Хотя мать и перестала сердиться, но, похоже, она всерьёз решила взяться за своего оболтуса – пора парню взрослеть, пора к делу прибиваться. Поэтому, убрав посуду со стола, она спросила:

– Поели? Вот и хорошо. А теперь пусть наш рыболов, хочет он или не хочет, встанет к верстаку – кто лучше отца научит ремеслу?

– Рано ему к верстаку, – возразил отец, – пусть пока сбоку постоит, да глаза потрудит, запомнит что к чему.

– А чего тут запоминать? Тоже мне, велика премудрость! Что я, не видел, как отец работает? Неужто не знаю, как рубанком махать да стамеской ковырять? Я среди стружек вырос, что-что, а любую деревяшку и без всякой науки обтешу!

– Ты как с отцом разговариваешь?

– Погоди, мать. Раз наш сын и без науки всё умеет, мне же проще.

Отец взял Иржика за плечи и подвёл к верстаку.

– Ну, давай, поковыряй деревяшку – вот инструмент, вот дощечка липовая. Твоё дело дерево выровнять, по этому образцу кусок отмерить, лишнее обрезать, а что получится ошкурить чистенько. Всё. Если эта заготовка не нравится, я тебя любую дам, только скажи, для такого случая мне и кипарисовой не жалко.

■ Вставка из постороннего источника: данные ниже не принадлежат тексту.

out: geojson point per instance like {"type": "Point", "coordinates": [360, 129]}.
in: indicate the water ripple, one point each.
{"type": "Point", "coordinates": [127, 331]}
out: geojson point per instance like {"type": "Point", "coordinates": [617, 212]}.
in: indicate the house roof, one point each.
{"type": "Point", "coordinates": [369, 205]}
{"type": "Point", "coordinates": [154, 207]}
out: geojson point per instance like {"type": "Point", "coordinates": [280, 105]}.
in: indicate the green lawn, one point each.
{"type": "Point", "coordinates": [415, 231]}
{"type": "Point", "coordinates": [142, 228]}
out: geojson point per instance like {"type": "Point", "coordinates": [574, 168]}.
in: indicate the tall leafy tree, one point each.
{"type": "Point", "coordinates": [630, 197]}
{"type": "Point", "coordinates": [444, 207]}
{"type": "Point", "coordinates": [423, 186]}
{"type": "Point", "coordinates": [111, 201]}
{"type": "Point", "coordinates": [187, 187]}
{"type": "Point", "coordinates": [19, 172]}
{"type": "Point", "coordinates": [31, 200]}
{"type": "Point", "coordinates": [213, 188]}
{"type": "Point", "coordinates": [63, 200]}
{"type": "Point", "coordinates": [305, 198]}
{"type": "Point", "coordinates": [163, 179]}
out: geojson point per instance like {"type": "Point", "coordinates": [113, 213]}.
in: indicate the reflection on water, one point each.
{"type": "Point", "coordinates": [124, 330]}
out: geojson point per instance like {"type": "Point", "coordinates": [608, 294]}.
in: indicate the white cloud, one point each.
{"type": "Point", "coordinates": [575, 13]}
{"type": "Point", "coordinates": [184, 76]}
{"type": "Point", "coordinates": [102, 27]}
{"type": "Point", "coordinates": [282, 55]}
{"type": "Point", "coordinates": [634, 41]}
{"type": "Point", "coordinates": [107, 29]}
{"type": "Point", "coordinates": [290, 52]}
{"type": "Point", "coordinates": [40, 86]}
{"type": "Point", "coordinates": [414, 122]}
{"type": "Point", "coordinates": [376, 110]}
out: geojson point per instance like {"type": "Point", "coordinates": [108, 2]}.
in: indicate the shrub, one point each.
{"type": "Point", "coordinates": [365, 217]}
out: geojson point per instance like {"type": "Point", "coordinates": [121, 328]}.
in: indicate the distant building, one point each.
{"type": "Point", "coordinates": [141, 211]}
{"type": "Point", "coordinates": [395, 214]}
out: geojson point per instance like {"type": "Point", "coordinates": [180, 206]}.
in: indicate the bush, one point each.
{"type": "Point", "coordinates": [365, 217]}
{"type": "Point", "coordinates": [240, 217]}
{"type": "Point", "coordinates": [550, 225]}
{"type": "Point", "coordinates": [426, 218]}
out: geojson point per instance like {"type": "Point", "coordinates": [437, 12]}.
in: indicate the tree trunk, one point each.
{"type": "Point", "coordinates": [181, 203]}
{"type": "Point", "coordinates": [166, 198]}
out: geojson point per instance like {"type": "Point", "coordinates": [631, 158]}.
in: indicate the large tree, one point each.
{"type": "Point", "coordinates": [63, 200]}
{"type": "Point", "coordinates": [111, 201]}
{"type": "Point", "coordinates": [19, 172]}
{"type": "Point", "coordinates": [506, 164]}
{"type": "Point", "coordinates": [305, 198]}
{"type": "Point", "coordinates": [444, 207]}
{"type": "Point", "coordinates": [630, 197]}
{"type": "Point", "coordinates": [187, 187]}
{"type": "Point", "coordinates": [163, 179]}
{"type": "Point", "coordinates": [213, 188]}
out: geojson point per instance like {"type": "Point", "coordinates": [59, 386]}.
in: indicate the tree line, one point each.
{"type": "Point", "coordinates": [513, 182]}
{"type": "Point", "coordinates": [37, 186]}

Идём, мать, не будем мастеру мешать. Идём, посидим в садике, погода-то чудо как хороша.

И они вышли.

Иржик взял дощечку в руки. – Вполне годится – сухая, светлая, да у отца плохих и не водилось. Что там сначала – ножовкой поработать или рубанком пройтись? Вроде бы отец сказал – сначала выровнять? Ну, так мы и выровняем.

Юный столяр уверенно потянулся к инструменту. Тысячу раз парень видел, как отец, играючи, справляется с этим делом, да только, вместо того, чтобы легко заскользить, оставляя позади пахнущую мёдом золотистую спираль, рубанок пошёл вкривь, словно назло Иржику, и застрял так, что ни вперёд, ни назад. Парень приналёг, доска поехала по верстаку. Пришлось выдирать инструмент и начинать сначала. Иржик упарился, гоняя липовую плашку, пока не додумался зажать её в тисках. Он крутанул винт разок-другой – потуже, чтоб наверняка, чтоб не выскользнула, Что-то хрустнуло и доска переломилось надвое.

Иржик в сердцах отшвырнул обломки, отдышался, взял себя в руки и, порывшись среди отцовских припасов, нашёл другую заготовку. Похоже, эта была сосновая, и пахла она не мёдом, а смолой. Одно жаль – дощечка оказалась длинновата, и новоявленный столяр решил сначала отпилить лишнее. Отчертил на глазок линию углём, взял небольшую ножовку, прижал деревяшку локтем, и начал сражаться с пилой. Волосы лезли в глаза, доска ёрзала, ножовка кривилась и застревала. Иржик в сердцах стукнул со всего маху по верстаку и попал кулаком по рубанку. К счастью, уберёгся, не поранился, но рубанок с грохотом полетел на пол.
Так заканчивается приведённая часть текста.